An important application of PBNA, ‘the gold standard in vitro assay’, for assessing the protective potential of vaccine-induced antibodies, is the detection of cross-neutralization activity against non-vaccine HPV types. The high sensitivity of our HT-PBNA allows the detection of cross-protective antibodies induced by commercial L1-based vaccines as shown in Figure 10A for our in-house standard serum, a collected from a 21 year old female volunteer 3 years after completion of a 3-dose Gardasil® vaccination. The ED₅₀ of this serum for HPV 16, 18, 31 and 58 was 19308, 1952, 111 and 205, respectively. No neutralization of HPV types 45 and 52 or BPV-1 PSV was observed.

In Figure 10B the reactivity of a high titer Cervarix® serum in the HT-PBNA is shown. In addition to the vaccine-types 16 and 18 with titers >30,000 also cross-neutralization activity against the non-vaccine HPV types 31, 45, 52 and 58 with ED₅₀-values of 2842, 230, 86 and 95, respectively, was detected.

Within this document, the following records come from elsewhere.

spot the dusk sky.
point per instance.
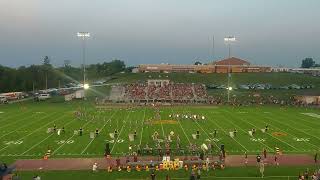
(268, 32)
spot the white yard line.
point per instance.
(34, 131)
(144, 116)
(15, 122)
(65, 125)
(231, 138)
(27, 124)
(184, 132)
(84, 150)
(301, 130)
(293, 135)
(36, 145)
(69, 139)
(14, 116)
(206, 133)
(278, 138)
(123, 124)
(272, 149)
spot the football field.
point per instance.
(23, 129)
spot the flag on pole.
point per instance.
(250, 133)
(231, 134)
(278, 151)
(111, 135)
(131, 137)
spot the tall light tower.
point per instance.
(229, 40)
(83, 36)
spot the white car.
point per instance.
(42, 97)
(3, 100)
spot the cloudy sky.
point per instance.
(268, 32)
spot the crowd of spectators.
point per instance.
(170, 91)
(135, 91)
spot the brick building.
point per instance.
(233, 64)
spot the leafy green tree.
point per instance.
(307, 63)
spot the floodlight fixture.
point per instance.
(83, 34)
(86, 86)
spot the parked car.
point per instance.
(43, 97)
(3, 100)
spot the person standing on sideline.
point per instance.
(264, 153)
(153, 175)
(95, 167)
(246, 158)
(261, 168)
(276, 160)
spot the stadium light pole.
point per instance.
(83, 36)
(228, 40)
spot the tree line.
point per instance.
(309, 63)
(45, 75)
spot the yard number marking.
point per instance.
(301, 139)
(257, 139)
(213, 139)
(65, 141)
(12, 142)
(118, 141)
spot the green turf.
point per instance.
(271, 172)
(24, 127)
(276, 79)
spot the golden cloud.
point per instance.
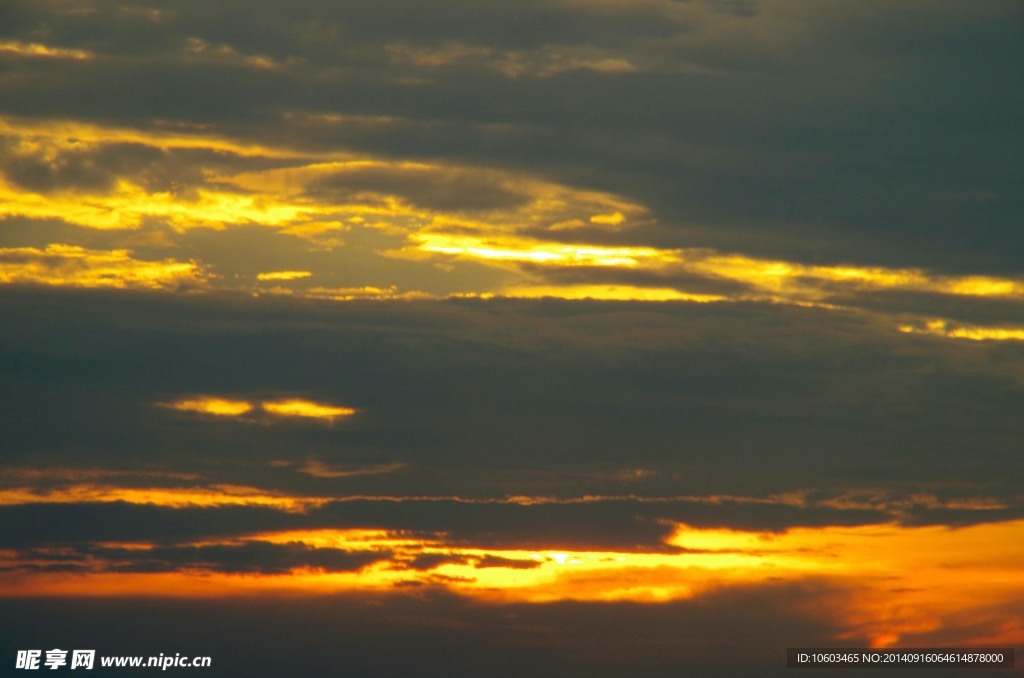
(70, 265)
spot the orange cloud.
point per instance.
(69, 265)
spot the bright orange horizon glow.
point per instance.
(890, 581)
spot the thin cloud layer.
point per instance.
(551, 338)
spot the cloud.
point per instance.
(69, 265)
(260, 411)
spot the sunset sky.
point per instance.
(548, 337)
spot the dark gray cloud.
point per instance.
(735, 398)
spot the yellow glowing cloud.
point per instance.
(221, 407)
(942, 328)
(305, 409)
(284, 276)
(77, 266)
(612, 219)
(890, 582)
(220, 495)
(367, 292)
(218, 407)
(608, 293)
(35, 49)
(519, 250)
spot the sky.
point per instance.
(556, 337)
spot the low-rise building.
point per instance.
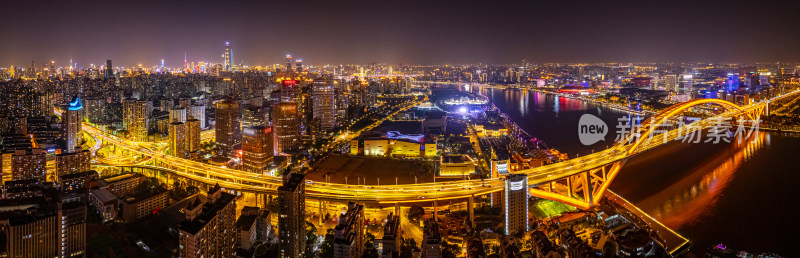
(137, 206)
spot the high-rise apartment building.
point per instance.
(71, 123)
(291, 219)
(192, 135)
(257, 148)
(228, 125)
(209, 229)
(285, 126)
(136, 118)
(671, 82)
(228, 62)
(324, 108)
(515, 204)
(177, 139)
(29, 164)
(349, 234)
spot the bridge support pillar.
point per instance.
(435, 211)
(397, 209)
(471, 211)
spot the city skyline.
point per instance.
(414, 33)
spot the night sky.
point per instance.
(410, 32)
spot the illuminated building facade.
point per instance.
(349, 233)
(177, 139)
(228, 125)
(228, 56)
(286, 127)
(324, 104)
(515, 204)
(291, 220)
(29, 165)
(136, 118)
(72, 124)
(257, 148)
(192, 135)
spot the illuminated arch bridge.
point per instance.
(579, 182)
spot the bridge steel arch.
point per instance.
(585, 188)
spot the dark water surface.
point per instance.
(742, 195)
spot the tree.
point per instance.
(415, 212)
(192, 190)
(369, 247)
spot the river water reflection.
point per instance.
(742, 195)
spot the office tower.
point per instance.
(72, 124)
(686, 82)
(257, 148)
(299, 65)
(192, 135)
(209, 229)
(671, 82)
(324, 104)
(166, 104)
(177, 114)
(285, 126)
(95, 107)
(732, 82)
(177, 139)
(109, 72)
(136, 118)
(254, 116)
(30, 232)
(290, 89)
(29, 165)
(515, 204)
(228, 125)
(431, 239)
(228, 63)
(392, 237)
(199, 113)
(349, 234)
(292, 218)
(73, 162)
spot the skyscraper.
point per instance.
(228, 63)
(257, 148)
(109, 72)
(72, 124)
(515, 204)
(286, 126)
(192, 136)
(29, 165)
(228, 125)
(136, 118)
(291, 221)
(324, 103)
(671, 82)
(177, 139)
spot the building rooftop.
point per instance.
(209, 212)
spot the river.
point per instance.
(744, 196)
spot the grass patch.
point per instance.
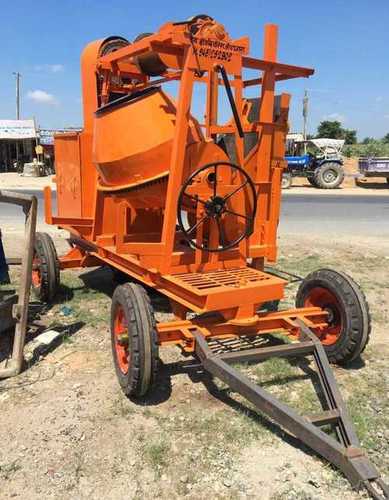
(155, 451)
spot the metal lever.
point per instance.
(227, 85)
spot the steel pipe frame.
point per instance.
(344, 453)
(20, 310)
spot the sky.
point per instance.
(346, 42)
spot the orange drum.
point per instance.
(133, 135)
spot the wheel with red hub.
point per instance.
(134, 340)
(349, 322)
(45, 268)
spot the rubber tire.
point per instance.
(286, 181)
(318, 175)
(143, 349)
(311, 181)
(49, 268)
(355, 312)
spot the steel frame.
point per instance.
(344, 452)
(20, 308)
(231, 311)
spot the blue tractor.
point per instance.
(319, 160)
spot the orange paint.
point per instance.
(119, 180)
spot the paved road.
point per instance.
(358, 215)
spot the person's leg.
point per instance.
(4, 276)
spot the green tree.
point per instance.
(350, 136)
(330, 129)
(334, 130)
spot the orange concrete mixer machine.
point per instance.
(191, 208)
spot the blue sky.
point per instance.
(347, 42)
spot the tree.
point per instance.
(350, 136)
(334, 130)
(330, 129)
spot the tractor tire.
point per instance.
(134, 340)
(349, 323)
(311, 181)
(286, 181)
(45, 278)
(330, 175)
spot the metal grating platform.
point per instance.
(235, 278)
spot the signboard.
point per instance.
(17, 129)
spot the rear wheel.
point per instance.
(311, 181)
(349, 322)
(45, 278)
(286, 181)
(329, 175)
(133, 340)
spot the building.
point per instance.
(18, 139)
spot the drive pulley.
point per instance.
(216, 207)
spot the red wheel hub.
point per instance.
(120, 331)
(36, 272)
(325, 299)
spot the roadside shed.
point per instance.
(17, 143)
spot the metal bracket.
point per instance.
(344, 452)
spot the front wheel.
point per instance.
(286, 181)
(45, 278)
(133, 340)
(349, 322)
(329, 175)
(311, 181)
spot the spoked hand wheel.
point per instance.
(219, 202)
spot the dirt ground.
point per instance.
(67, 431)
(350, 185)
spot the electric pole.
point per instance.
(305, 117)
(17, 77)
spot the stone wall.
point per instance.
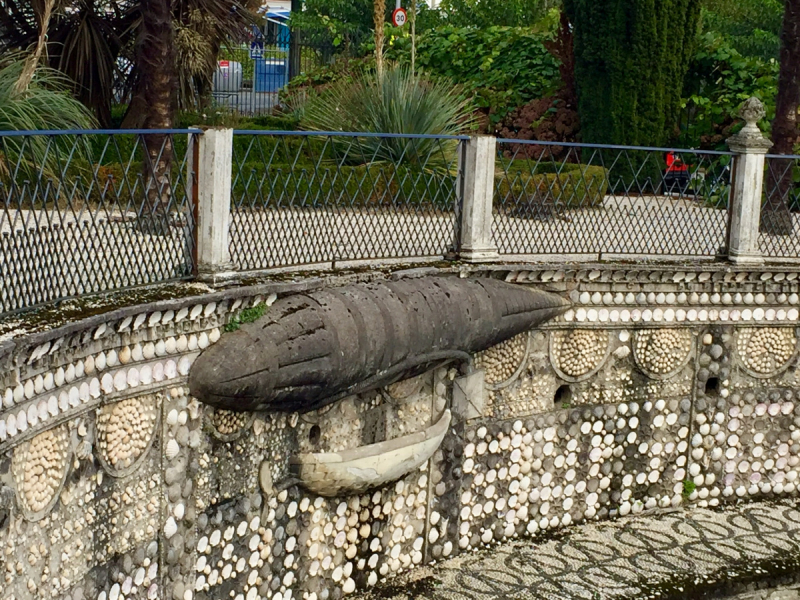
(659, 388)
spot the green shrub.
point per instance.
(575, 186)
(377, 184)
(398, 102)
(499, 68)
(272, 122)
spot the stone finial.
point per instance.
(752, 111)
(750, 138)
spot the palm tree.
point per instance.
(776, 218)
(97, 44)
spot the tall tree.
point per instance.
(631, 57)
(97, 44)
(775, 216)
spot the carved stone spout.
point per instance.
(313, 349)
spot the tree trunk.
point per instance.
(295, 66)
(776, 218)
(156, 65)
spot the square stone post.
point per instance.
(214, 206)
(750, 146)
(476, 167)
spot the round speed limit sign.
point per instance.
(399, 17)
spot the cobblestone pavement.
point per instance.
(674, 554)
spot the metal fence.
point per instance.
(89, 212)
(584, 199)
(303, 198)
(779, 234)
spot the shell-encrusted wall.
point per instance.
(40, 467)
(660, 388)
(660, 352)
(578, 353)
(125, 429)
(766, 350)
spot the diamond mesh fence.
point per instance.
(89, 212)
(322, 198)
(582, 199)
(780, 222)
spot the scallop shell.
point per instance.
(170, 527)
(172, 449)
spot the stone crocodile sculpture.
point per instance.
(313, 349)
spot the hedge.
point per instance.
(377, 184)
(574, 186)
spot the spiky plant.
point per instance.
(398, 102)
(45, 103)
(379, 18)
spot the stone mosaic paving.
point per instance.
(628, 558)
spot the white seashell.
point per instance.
(170, 527)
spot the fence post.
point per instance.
(214, 206)
(750, 146)
(477, 170)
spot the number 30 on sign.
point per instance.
(399, 17)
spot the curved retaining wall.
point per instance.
(660, 387)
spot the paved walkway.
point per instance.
(665, 555)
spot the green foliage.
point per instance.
(376, 184)
(496, 69)
(630, 60)
(573, 186)
(719, 80)
(488, 13)
(751, 27)
(248, 315)
(45, 104)
(500, 68)
(396, 103)
(341, 24)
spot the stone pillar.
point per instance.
(214, 206)
(476, 166)
(750, 146)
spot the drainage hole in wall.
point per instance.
(562, 397)
(314, 434)
(712, 386)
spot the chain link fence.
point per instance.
(778, 236)
(89, 212)
(582, 199)
(324, 198)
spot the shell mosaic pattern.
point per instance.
(40, 466)
(766, 350)
(69, 375)
(124, 431)
(227, 422)
(502, 361)
(578, 352)
(633, 558)
(662, 351)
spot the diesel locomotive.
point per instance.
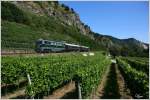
(45, 46)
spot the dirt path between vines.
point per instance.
(62, 92)
(112, 85)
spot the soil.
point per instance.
(65, 92)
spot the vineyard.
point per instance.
(50, 72)
(136, 73)
(40, 75)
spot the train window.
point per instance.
(39, 42)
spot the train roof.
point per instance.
(72, 45)
(51, 41)
(75, 45)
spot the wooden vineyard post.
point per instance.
(79, 91)
(29, 80)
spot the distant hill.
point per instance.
(24, 22)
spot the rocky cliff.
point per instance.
(50, 8)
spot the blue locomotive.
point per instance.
(45, 46)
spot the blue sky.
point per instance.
(119, 19)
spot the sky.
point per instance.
(116, 18)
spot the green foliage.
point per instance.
(49, 72)
(137, 81)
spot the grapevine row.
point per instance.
(49, 72)
(137, 81)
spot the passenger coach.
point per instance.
(45, 46)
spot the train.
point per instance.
(46, 46)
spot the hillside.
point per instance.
(25, 22)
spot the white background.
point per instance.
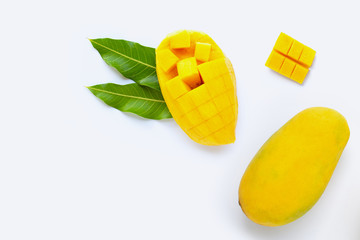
(73, 168)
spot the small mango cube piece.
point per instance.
(168, 59)
(177, 87)
(307, 56)
(201, 91)
(287, 67)
(299, 73)
(187, 70)
(283, 43)
(275, 61)
(290, 58)
(296, 50)
(202, 51)
(180, 40)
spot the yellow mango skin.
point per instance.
(206, 114)
(291, 170)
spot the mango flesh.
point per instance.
(290, 172)
(291, 58)
(198, 85)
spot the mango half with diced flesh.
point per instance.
(198, 85)
(291, 170)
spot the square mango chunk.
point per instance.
(275, 61)
(167, 60)
(299, 73)
(216, 87)
(307, 56)
(186, 103)
(227, 115)
(187, 70)
(202, 51)
(287, 67)
(296, 50)
(177, 87)
(283, 43)
(200, 95)
(291, 58)
(222, 101)
(194, 117)
(214, 69)
(203, 129)
(180, 40)
(207, 110)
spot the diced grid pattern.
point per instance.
(203, 104)
(206, 112)
(291, 58)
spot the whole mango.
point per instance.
(291, 170)
(198, 85)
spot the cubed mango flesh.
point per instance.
(180, 40)
(202, 51)
(187, 70)
(200, 91)
(291, 58)
(168, 59)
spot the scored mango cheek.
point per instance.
(198, 85)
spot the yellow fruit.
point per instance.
(290, 58)
(198, 85)
(292, 169)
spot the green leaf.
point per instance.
(131, 59)
(143, 101)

As the PSV are composed of L1 and L2 it is also possible to measure neutralizing antibodies directed against the minor capsid protein L2. In Figure 10C the titration of an experimental serum from a mouse immunized with HPV 16 and HPV 31 L2 (aa 17–36) inserted in the capsid of adeno-associated virus 2 (AAV2) [29] in the HT-PBNA is shown. In addition to the vaccine type HPV 16 PSVs of HPV 18, 45, 58 and BPV are also neutralized by the serum with ED₅₀- values of 1796, 179, 289, 149 and 109, respectively. HPV 31 and HPV 58 however, escape this neutralization.